From 1422 to 1426 he studied at the University of Heidelberg from which he graduated as a master. He then proceeded to Italy, graduated as a doctor in ecclesiastical law and became an auditor of the Rota.

Numerous benefices were conferred upon him at an early date, particularly in the diocese of Mainz and diocese of Worms. From 1438 onward he represented the cathedral chapter of the latter city at the schismatic Council of Basle, where he formed a friendship with Enea Silvio de' Piccolomini, subsequently Pope Pius II. The latter, his successor Pope Paul II, and Emperor Frederick III entrusted Rudolf with important missions and difficult negotiations.
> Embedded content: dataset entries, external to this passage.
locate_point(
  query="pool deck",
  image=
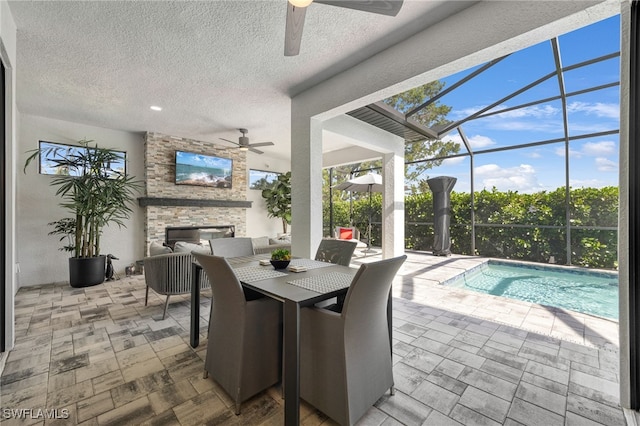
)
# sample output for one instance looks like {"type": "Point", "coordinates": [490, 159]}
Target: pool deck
{"type": "Point", "coordinates": [459, 358]}
{"type": "Point", "coordinates": [420, 280]}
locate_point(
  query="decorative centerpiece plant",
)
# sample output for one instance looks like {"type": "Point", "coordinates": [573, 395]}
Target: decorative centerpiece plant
{"type": "Point", "coordinates": [280, 258]}
{"type": "Point", "coordinates": [278, 199]}
{"type": "Point", "coordinates": [95, 195]}
{"type": "Point", "coordinates": [281, 254]}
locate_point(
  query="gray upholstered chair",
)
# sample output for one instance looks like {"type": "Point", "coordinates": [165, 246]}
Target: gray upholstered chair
{"type": "Point", "coordinates": [231, 247]}
{"type": "Point", "coordinates": [336, 251]}
{"type": "Point", "coordinates": [345, 357]}
{"type": "Point", "coordinates": [349, 233]}
{"type": "Point", "coordinates": [244, 348]}
{"type": "Point", "coordinates": [170, 274]}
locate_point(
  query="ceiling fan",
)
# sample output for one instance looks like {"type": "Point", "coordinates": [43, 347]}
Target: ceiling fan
{"type": "Point", "coordinates": [244, 145]}
{"type": "Point", "coordinates": [296, 9]}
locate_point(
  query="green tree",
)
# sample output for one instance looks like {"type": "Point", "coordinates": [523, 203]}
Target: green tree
{"type": "Point", "coordinates": [278, 199]}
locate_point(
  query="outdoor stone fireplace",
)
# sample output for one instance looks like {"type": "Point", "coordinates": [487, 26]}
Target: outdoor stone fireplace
{"type": "Point", "coordinates": [169, 205]}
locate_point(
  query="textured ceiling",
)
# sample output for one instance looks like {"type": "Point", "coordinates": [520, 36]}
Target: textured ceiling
{"type": "Point", "coordinates": [213, 66]}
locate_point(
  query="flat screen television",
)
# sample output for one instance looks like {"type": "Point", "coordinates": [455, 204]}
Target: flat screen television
{"type": "Point", "coordinates": [203, 170]}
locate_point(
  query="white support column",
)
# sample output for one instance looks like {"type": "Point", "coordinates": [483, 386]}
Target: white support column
{"type": "Point", "coordinates": [393, 205]}
{"type": "Point", "coordinates": [306, 185]}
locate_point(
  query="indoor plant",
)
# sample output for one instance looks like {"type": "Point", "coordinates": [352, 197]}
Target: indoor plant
{"type": "Point", "coordinates": [280, 258]}
{"type": "Point", "coordinates": [278, 199]}
{"type": "Point", "coordinates": [96, 195]}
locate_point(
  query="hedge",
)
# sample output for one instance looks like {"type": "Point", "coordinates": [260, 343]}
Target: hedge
{"type": "Point", "coordinates": [509, 225]}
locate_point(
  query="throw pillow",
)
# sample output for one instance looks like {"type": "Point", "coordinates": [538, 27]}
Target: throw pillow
{"type": "Point", "coordinates": [156, 249]}
{"type": "Point", "coordinates": [345, 234]}
{"type": "Point", "coordinates": [184, 247]}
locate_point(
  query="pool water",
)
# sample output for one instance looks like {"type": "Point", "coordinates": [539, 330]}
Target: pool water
{"type": "Point", "coordinates": [579, 290]}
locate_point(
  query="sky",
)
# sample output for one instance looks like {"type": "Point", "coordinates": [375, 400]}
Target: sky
{"type": "Point", "coordinates": [593, 161]}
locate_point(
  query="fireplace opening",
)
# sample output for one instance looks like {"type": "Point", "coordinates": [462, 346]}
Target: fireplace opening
{"type": "Point", "coordinates": [197, 234]}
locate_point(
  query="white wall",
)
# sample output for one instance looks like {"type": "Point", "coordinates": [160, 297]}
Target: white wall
{"type": "Point", "coordinates": [8, 57]}
{"type": "Point", "coordinates": [258, 222]}
{"type": "Point", "coordinates": [37, 253]}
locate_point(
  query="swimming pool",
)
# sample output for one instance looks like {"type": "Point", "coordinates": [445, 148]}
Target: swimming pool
{"type": "Point", "coordinates": [576, 289]}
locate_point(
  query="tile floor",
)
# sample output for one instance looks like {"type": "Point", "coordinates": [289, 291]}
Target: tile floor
{"type": "Point", "coordinates": [99, 356]}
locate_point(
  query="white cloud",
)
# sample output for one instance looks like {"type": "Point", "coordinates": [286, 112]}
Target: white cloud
{"type": "Point", "coordinates": [535, 111]}
{"type": "Point", "coordinates": [573, 153]}
{"type": "Point", "coordinates": [588, 183]}
{"type": "Point", "coordinates": [589, 149]}
{"type": "Point", "coordinates": [606, 165]}
{"type": "Point", "coordinates": [476, 142]}
{"type": "Point", "coordinates": [598, 109]}
{"type": "Point", "coordinates": [522, 178]}
{"type": "Point", "coordinates": [599, 149]}
{"type": "Point", "coordinates": [453, 161]}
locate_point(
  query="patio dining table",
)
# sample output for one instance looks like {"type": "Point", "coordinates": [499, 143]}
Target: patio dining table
{"type": "Point", "coordinates": [320, 281]}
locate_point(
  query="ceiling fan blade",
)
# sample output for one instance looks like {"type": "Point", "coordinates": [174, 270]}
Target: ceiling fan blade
{"type": "Point", "coordinates": [293, 31]}
{"type": "Point", "coordinates": [260, 144]}
{"type": "Point", "coordinates": [235, 143]}
{"type": "Point", "coordinates": [383, 7]}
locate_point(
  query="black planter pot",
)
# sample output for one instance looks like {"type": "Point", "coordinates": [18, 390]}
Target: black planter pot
{"type": "Point", "coordinates": [86, 271]}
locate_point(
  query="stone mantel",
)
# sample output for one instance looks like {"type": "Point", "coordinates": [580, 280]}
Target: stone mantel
{"type": "Point", "coordinates": [191, 202]}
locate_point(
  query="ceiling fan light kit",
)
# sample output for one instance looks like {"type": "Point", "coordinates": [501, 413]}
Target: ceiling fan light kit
{"type": "Point", "coordinates": [296, 10]}
{"type": "Point", "coordinates": [300, 3]}
{"type": "Point", "coordinates": [244, 145]}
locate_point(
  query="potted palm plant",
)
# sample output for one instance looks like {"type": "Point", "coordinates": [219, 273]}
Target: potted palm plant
{"type": "Point", "coordinates": [278, 199]}
{"type": "Point", "coordinates": [96, 195]}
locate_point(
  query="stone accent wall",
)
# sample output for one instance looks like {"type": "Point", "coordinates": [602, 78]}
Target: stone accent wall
{"type": "Point", "coordinates": [159, 176]}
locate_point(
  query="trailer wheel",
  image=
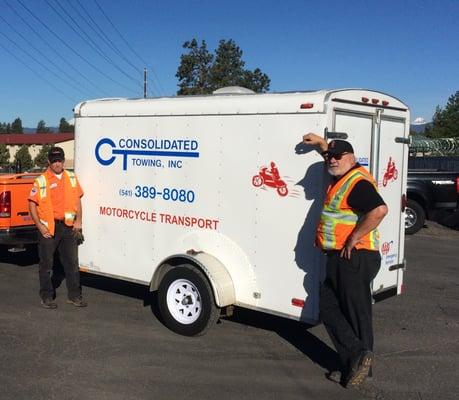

Pius II named him in 1463 Bishop of Lavant in Tyrol. The See of Breslau was conferred on him in 1468, at a time when the inhabitants were resisting their ruler, George Podiebrad, King of Bohemia. The latter had been deposed and excommunicated, but maintained his position as ruler.

The war which resulted was protracted beyond Podiebrad's lifetime and terminated, with Rudolf's co-operation, in the Peace of Olomouc in 1479. The bishop sought to heal the wounds of the war, and insisted upon the importance of theological training of the clergy. Synods held in 1473 and 1475 record his acts.